The term seems to be used only once in the ERIC database. The term is found in an article "A Whole-School "Read" Creates a Reading Community" in Middle School Journal, September 2008, pages 4-11. A trio of authors discusses the effect of having the students of Hand Middle School in Columbia, South Carolina help keep the books and media from the school's media center in circulation during the year that the center was closed for remodeling. "In this unlikely setting, they created a kind of literary ecosystem in which equilibrium between the community of construction and the community of learning was maintained, creating a balance between bedlam and books, between renovations and reading."

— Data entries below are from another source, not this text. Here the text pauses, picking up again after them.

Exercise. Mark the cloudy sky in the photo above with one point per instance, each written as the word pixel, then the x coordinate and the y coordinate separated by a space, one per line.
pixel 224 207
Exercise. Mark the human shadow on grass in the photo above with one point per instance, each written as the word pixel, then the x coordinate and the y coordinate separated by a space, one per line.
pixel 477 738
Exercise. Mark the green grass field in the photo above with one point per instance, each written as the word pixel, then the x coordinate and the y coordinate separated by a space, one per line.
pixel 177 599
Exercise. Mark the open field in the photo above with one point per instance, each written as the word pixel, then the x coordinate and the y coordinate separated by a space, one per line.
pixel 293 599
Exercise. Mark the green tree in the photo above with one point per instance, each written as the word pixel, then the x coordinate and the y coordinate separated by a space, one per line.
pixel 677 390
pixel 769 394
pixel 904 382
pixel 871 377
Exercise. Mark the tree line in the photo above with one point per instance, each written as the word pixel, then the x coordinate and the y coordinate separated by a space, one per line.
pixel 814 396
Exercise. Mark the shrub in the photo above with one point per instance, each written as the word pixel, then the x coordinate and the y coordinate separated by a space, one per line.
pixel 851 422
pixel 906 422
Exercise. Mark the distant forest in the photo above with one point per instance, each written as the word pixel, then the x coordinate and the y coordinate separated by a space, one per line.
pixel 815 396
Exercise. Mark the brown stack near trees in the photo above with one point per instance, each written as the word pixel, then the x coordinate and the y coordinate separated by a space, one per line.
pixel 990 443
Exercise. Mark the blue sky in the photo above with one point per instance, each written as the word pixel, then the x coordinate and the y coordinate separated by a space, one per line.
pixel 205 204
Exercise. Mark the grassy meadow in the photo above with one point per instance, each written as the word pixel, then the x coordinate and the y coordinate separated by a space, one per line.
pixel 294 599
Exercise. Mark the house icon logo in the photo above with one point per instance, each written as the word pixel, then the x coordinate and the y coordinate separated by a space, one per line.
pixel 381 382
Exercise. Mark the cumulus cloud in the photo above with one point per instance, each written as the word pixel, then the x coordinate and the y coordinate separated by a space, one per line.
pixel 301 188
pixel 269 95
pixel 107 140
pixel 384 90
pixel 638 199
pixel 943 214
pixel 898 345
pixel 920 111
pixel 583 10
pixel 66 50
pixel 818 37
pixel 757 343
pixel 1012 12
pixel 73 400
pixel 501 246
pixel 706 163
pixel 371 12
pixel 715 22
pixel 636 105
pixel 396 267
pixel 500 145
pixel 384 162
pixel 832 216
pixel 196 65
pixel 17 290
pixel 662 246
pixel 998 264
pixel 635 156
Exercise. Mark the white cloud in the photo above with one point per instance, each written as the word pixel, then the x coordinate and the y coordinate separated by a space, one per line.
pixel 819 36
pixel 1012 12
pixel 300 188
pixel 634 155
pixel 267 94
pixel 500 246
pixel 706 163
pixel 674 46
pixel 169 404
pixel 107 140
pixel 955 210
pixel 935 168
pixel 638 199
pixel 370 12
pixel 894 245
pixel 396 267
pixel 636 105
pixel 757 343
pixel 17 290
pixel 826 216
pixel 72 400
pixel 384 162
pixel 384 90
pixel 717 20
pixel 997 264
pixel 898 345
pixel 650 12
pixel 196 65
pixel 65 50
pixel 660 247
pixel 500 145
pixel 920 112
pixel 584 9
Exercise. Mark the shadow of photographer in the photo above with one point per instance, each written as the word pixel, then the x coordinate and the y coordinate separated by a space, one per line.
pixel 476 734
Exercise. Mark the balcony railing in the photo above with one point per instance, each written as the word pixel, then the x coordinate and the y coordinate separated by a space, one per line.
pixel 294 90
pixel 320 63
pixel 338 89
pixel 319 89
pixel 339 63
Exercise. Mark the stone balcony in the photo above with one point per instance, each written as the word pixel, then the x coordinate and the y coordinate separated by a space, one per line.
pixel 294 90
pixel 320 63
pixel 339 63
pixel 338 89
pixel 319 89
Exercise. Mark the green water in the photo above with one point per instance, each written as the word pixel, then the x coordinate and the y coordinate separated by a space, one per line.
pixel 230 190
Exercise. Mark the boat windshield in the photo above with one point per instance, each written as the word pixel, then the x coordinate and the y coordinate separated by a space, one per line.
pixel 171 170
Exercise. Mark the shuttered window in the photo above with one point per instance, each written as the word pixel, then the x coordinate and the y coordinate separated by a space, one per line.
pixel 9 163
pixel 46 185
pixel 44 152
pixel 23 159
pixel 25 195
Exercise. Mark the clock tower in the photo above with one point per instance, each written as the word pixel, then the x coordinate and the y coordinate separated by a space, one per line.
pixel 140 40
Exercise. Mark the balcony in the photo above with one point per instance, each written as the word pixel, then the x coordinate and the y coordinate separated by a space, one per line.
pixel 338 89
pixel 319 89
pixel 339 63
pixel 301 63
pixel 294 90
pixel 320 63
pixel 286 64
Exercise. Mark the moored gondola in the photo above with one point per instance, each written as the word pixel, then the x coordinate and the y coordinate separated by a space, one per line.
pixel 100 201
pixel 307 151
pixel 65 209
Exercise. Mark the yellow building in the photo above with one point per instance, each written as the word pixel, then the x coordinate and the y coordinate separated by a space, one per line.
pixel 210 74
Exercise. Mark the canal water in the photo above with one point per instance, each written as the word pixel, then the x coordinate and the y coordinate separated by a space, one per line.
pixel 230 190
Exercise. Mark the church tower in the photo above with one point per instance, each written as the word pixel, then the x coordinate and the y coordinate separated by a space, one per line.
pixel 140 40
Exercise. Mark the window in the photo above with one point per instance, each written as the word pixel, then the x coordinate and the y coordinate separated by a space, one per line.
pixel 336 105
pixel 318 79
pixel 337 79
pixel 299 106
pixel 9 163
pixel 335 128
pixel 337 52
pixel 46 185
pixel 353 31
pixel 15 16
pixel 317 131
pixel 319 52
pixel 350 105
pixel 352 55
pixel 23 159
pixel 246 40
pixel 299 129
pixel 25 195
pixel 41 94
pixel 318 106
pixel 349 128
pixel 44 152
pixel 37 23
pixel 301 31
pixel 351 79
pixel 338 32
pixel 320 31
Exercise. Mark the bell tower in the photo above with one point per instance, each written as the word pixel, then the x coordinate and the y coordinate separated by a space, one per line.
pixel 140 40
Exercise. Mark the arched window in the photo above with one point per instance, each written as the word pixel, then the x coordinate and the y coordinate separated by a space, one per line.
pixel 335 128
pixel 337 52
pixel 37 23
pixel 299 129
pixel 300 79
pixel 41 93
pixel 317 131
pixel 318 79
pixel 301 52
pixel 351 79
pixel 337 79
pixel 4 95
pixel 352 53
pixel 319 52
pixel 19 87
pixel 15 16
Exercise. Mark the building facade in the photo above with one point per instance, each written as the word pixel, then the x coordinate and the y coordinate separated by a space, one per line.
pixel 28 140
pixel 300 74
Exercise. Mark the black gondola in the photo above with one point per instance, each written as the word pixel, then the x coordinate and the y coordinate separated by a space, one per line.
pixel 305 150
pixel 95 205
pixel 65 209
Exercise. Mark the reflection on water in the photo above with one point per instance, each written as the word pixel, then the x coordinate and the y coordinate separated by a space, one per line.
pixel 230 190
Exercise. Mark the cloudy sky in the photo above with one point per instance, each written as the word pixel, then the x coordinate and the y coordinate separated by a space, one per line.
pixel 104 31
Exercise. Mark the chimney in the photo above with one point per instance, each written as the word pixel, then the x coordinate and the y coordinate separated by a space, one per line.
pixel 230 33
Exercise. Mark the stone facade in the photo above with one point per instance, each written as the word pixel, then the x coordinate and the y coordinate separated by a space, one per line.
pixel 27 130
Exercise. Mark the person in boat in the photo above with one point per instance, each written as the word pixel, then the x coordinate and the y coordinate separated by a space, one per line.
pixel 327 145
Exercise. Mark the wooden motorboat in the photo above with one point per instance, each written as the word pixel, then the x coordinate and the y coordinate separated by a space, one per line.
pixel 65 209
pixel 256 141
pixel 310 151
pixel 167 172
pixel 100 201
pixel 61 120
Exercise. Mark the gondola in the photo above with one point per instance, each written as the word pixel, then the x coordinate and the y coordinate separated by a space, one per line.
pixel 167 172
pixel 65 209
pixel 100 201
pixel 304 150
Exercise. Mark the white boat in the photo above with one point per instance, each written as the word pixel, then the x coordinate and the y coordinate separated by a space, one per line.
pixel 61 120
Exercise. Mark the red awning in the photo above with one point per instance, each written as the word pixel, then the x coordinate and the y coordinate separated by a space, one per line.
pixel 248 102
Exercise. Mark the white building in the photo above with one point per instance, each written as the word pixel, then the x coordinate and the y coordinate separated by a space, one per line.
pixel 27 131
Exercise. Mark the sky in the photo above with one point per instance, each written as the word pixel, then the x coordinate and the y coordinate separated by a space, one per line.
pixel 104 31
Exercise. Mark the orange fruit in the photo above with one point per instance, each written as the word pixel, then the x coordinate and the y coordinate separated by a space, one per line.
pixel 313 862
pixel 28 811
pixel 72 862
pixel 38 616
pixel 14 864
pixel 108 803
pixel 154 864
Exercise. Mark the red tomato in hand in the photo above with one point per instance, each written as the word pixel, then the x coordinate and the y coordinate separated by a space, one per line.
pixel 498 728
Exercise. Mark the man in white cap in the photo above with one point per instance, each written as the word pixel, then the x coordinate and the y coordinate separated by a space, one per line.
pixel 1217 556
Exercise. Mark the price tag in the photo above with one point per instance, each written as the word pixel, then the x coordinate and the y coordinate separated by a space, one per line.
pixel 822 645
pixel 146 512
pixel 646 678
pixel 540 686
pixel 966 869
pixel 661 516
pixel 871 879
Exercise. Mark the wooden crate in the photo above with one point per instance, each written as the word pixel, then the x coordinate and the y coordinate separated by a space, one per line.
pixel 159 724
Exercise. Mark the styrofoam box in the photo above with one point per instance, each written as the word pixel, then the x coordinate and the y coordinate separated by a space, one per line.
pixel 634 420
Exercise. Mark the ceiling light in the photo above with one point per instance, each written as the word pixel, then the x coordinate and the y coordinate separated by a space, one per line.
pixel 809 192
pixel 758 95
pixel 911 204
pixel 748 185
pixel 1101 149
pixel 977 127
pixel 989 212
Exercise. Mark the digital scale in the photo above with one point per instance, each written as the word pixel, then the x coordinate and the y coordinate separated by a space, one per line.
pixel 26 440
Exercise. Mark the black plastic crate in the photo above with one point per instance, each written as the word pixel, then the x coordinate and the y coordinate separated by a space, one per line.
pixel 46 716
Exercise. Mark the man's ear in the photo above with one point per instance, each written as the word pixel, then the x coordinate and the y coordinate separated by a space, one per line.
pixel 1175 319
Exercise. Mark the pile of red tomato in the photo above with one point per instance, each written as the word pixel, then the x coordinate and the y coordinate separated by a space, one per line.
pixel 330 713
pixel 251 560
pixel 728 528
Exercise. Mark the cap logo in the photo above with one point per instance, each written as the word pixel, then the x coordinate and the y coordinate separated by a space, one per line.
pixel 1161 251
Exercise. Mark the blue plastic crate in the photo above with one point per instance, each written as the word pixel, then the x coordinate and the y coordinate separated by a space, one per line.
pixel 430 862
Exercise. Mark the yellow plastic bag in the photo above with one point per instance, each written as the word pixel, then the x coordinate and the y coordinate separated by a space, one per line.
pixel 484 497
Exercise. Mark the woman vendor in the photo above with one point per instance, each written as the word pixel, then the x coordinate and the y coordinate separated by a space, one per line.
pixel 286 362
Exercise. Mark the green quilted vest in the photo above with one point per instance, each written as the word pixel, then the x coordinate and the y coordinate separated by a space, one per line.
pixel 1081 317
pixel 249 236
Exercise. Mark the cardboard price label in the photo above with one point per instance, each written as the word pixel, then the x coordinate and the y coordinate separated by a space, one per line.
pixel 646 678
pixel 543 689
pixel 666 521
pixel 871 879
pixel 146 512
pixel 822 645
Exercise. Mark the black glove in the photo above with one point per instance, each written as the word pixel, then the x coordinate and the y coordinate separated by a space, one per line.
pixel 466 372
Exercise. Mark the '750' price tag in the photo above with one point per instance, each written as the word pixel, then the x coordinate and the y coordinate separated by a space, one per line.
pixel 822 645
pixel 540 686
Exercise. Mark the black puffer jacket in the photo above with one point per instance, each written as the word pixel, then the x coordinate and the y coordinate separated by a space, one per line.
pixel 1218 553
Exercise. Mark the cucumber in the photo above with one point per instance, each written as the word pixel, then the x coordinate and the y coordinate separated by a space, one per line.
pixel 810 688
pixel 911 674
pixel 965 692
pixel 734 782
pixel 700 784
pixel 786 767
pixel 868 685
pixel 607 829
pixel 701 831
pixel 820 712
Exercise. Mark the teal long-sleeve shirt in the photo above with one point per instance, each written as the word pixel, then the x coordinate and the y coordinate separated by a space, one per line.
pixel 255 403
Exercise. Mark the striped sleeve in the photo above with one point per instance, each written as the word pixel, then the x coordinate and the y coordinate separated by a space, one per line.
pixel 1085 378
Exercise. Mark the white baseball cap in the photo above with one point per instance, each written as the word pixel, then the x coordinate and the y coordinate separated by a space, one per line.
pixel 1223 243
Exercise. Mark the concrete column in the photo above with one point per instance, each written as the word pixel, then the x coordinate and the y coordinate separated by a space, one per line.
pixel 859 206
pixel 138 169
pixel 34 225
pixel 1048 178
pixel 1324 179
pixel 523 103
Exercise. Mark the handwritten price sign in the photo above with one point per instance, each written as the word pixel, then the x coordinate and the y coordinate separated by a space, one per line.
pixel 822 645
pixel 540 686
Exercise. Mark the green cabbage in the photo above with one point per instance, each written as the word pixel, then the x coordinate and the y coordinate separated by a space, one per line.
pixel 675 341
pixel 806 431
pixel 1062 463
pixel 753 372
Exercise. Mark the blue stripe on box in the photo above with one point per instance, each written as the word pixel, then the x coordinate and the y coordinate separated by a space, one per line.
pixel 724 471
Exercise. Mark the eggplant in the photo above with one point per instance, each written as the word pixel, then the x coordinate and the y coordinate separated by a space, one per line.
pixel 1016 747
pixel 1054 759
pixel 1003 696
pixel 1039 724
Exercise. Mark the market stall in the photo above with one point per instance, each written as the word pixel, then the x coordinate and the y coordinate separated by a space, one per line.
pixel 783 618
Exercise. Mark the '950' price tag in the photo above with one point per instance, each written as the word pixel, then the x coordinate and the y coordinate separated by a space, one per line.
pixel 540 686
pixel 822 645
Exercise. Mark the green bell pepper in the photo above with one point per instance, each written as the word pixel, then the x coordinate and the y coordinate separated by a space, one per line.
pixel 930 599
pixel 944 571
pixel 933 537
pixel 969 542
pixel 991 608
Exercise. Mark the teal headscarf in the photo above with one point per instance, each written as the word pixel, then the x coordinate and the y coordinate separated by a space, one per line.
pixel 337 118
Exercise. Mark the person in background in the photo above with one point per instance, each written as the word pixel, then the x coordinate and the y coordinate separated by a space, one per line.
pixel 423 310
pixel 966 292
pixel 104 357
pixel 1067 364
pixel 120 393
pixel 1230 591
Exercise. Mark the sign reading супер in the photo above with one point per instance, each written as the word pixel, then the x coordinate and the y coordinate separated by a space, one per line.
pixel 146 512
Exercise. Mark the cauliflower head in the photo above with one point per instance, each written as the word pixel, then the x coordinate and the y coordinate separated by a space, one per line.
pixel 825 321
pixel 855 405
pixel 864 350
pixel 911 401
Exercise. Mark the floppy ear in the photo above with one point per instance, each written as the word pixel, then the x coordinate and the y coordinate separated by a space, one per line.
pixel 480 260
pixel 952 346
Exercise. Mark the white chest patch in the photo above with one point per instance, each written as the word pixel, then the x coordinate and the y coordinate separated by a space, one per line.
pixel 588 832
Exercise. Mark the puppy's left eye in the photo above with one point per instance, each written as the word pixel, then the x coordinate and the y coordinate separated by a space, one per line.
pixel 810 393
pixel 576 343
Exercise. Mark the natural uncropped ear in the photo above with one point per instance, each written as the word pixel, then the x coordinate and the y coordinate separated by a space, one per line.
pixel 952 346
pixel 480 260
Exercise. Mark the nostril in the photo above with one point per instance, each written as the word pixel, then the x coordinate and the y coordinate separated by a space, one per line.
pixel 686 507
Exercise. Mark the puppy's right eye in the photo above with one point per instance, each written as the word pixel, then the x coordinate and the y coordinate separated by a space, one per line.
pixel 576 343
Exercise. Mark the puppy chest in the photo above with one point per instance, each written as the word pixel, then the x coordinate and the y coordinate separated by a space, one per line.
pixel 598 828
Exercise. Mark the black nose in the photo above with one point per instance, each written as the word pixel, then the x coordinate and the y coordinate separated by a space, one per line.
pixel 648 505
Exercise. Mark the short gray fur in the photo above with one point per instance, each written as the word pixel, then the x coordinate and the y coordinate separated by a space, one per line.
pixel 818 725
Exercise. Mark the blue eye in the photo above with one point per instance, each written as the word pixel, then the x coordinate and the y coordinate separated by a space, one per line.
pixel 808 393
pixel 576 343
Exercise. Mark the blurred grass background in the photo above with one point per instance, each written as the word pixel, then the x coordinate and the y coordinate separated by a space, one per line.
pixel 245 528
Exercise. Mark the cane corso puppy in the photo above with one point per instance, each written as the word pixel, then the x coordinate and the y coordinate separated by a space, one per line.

Having seen these and other uses of "literary ecosystem," I sensed that no agreed upon definition existed, a notion which I tested in a search for definitions through Google and Bing. (The term is not in the Oxford English Dictionary.) I did find a use in an older article "Twin Perspectives and Multi-Ecosystems: Tradition for a Commonwealth Writer" by Edwin Thumboo in World Englishes, July 1985. Like Isola in 1992, Thumboo was concerned with African languages. (I can not see the actual use of the term in this case without paying for the fulltext.) The term is also used on the website Willa Cather Archives to indicate a network of literary voices.

Keir said he had no source for his use of the term but that the concept as he described it just made sense to him. I would agree. Writers, readers, publishers, librarians, and booksellers all need each other. Maybe Keir can write up his literary ecosystem theory, use his clever illustrations, and become famous as a literary ecoscientist. Maybe the term will even be added to the OED.

By the way, twenty-one people, many of them aspiring authors, came to the library on a Friday evening to hear Keir describe the many paths to getting published, none of which are easy. I was pleased to see people who do not regularly attend our programs. Several stopped afterwards to thank me for bringing Keir to the library.